Chapter 64

5.9K 551 17
                                    

  Happy Reading!

Siang telah tergantikan oleh sore. Seorang perempuan dengan daster rumahan yang ia gunakan sedang duduk termenung di sebuah taman di belakang rumahnya.

Tatapannya terus mengarah ke depan dengan pandangan kosong. Entah apa yang sedang dia pikirkan.

Perkataan ibunya terus terngiang-ngiang di otaknya. Salah ya temenan sama mantan? Kita cuma mau ngelaksanain tugas sebagai orang tua yang baik aja, padahal.

"Ada mantanmu tuh." Suara itu berhasil membuyarkan lamunan Zahra, ya perempuan tersebut adalah Zahra. Ia menolah ke belakang, dan mendapati ibunya yang sudah terlebih dahulu berbalik dan menghilang.

Zahra menghela napas sebelum beranjak dari duduknya lalu pergi dari taman.

Di dalam ruang tamu, dapat ia lihat Alvandra yang sudah menyadari kedatangannya dan tersenyum manis.

"Tamu adalah raja, dibuatin minuman. Mama mau ke kamar temenin Ava," ucap Hani yang masih ada di antara mereka.

Zahra mengangguk. "Iya, Ma." Lalu setelahnya, wanita itu beralih menatap Alvandra setelah melihat ibunya pergi.

"Saya buatkan minum dulu."

"Tidak perlu," cegah Alvandra cepat-cepat ketika Zahra ingin melangkah ke dapur.

"Kenapa?"

"Saya sudah minum di cafe tadi." Zahra hanya mengangguk.

"Bagaimana keadaan Rava?" tanya Alvandra mengangkat sebelah alis. Menatap wajah mantan istrinya yang duduk di sofa lain.

"Udah mendingan."

"Saya bisa temui Rava dulu? Setelah itu baru saya pulang."
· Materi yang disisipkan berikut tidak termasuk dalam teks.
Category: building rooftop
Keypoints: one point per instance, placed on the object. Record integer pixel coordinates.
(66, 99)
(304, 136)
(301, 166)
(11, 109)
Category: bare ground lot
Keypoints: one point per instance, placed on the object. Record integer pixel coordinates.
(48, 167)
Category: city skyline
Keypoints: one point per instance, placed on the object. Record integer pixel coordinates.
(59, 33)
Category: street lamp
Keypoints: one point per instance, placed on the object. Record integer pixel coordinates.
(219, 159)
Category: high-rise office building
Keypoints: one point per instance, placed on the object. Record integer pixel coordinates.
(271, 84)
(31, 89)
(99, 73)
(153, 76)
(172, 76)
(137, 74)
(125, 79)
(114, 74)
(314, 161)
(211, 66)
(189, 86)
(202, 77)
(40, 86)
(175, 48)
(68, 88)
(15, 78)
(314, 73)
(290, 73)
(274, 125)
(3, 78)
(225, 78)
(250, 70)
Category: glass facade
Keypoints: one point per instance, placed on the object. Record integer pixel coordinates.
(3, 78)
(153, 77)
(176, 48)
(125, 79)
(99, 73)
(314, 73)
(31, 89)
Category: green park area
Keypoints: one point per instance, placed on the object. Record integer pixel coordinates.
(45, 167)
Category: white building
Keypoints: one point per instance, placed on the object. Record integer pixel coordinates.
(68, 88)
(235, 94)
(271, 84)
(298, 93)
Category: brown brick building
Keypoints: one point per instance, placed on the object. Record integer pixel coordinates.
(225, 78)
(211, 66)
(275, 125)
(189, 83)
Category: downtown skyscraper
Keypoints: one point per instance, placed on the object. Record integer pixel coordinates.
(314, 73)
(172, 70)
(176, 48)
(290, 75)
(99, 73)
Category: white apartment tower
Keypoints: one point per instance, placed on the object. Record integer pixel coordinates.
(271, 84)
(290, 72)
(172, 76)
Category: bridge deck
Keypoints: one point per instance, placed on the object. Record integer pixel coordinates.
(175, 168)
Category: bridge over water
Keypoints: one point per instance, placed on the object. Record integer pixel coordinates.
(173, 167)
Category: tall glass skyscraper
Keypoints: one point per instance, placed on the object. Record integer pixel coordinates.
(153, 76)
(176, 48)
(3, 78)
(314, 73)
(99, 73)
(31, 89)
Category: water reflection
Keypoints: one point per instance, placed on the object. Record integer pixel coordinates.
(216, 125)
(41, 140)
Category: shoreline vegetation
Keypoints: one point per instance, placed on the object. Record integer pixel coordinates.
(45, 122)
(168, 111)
Zahra tersenyum tipis. "Silakan."

---

Di sinilah mereka berada, di dalam kamar yang ditempati Rava. Hani yang menemani cucunya dan melihat kedatangan kedua mantan pasangan suami-istri itupun lantas keluar dari kamar.
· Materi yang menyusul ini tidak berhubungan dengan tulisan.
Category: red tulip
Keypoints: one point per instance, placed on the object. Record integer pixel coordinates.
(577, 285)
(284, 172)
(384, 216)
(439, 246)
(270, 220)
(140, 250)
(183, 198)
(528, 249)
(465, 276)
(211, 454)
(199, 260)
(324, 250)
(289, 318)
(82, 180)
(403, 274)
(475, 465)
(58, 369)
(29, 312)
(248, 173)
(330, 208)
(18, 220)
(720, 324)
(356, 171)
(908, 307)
Lagi-lagi Zahra menghela napasnya. Lalu, dia menghampiri Rava bersama Alvandra yang sudah di panggil. "Om!"

"Hai, udah baikan?" Alvandra duduk ditepi ranjang, mengecek keadaan Rava dengan memegang dahi anak itu.
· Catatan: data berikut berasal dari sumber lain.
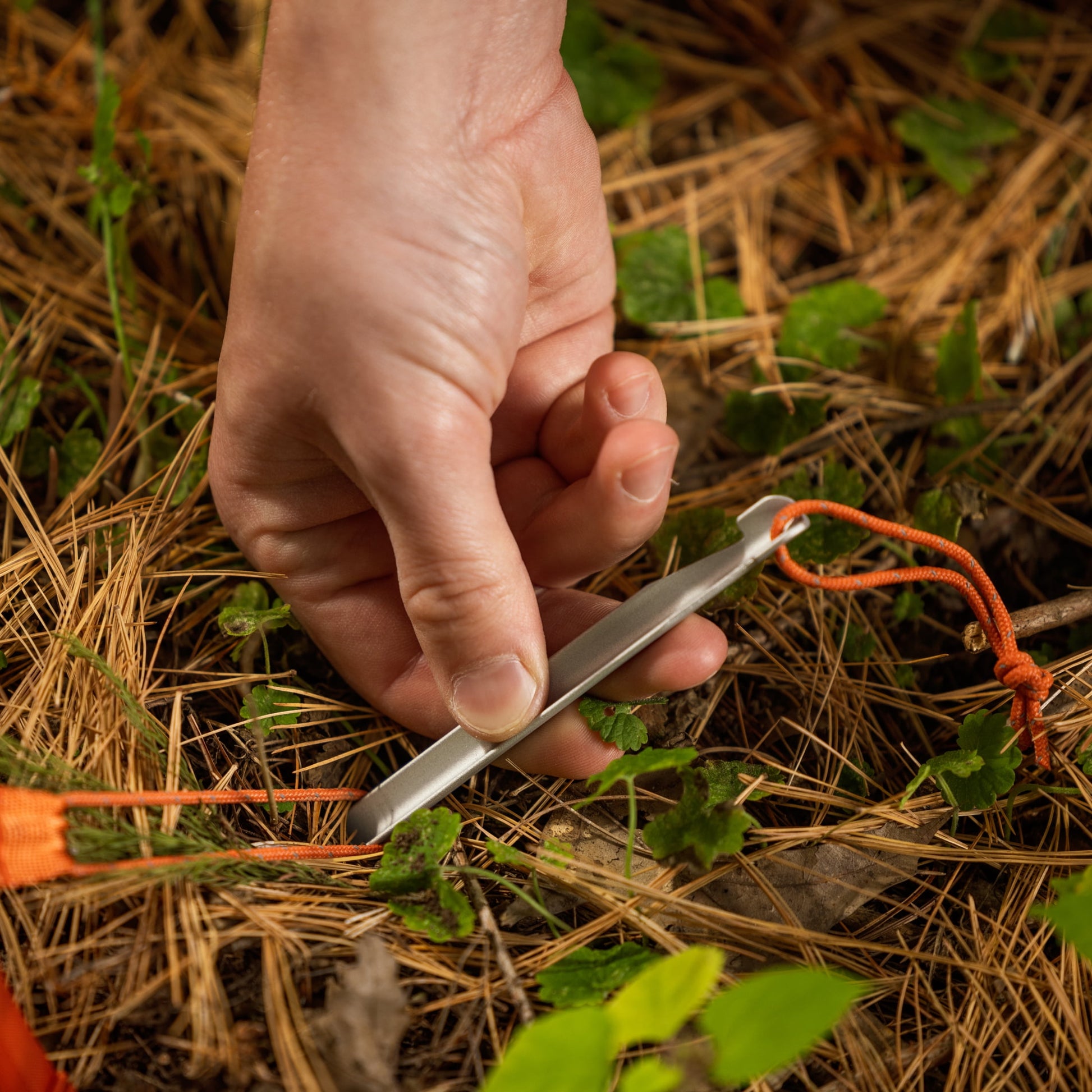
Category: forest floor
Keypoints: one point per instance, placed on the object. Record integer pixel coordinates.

"Udah, kan udah minum obat."

"Alhamdulillah."

"Alhamdulillah," ucap Rava mengikuti perkataan Alvandra.

Zahra sontak mengacungkan jempolnya, ia tersenyum. "Nice, jangan lupa ucapin kata itu sebagai rasa syukur kita pada Allah SWT."

Rava tersenyum tipis lalu mendongakkan kepalanya agar bisa menatap Alvandra. Yang ditatap pun sadar. "Kenapa?"

"Kalo Ava udah sehat main yuk, Om," ajak anak kecil itu.

"Kalau di izinin Mamanya, Om mau." Sejenak, Alvandra menatap Zahra.

Mendengar hal itu, Rava lantas menatap ibunya.

"Mama izinin, tapi cuma satu jam."

"Satu jam lama ngga?" tanya Rava polos.

"Kalau sama Mama, satu jamnya sebentar," sahut Alvandra yang tentu mengundang tatapan bingung keduanya.

"Kalau ngga sama Mama lama? Yaudah, kita pelgi beldua aja Om, bial lama." Hal itu lantas membuat Alvandra terkekeh geli.
Maksudnya bukan begitu, astaga.

"Dih," cibir Zahra.

"Maksudnya bukan begitu. Kalau sama orang yang kita sayang ataupun waktunya digunakan untuk hal yang menyenangkan pasti waktunya terasa cepat, kita nggak rasa kalau udah main 1 jam aja. Tapi kalau sama yang tidak menyenangkan, waktunya terasa lama," jelas Alvandra panjang lebar pada akhirnya.

"Ava ngga ngelti, lunyem."

Alvandra lagi-lagi dibuat tertawa pelan. Tapi tawanya itu terhenti mendengar suara Hani yang baru saja membuka pintu kamar.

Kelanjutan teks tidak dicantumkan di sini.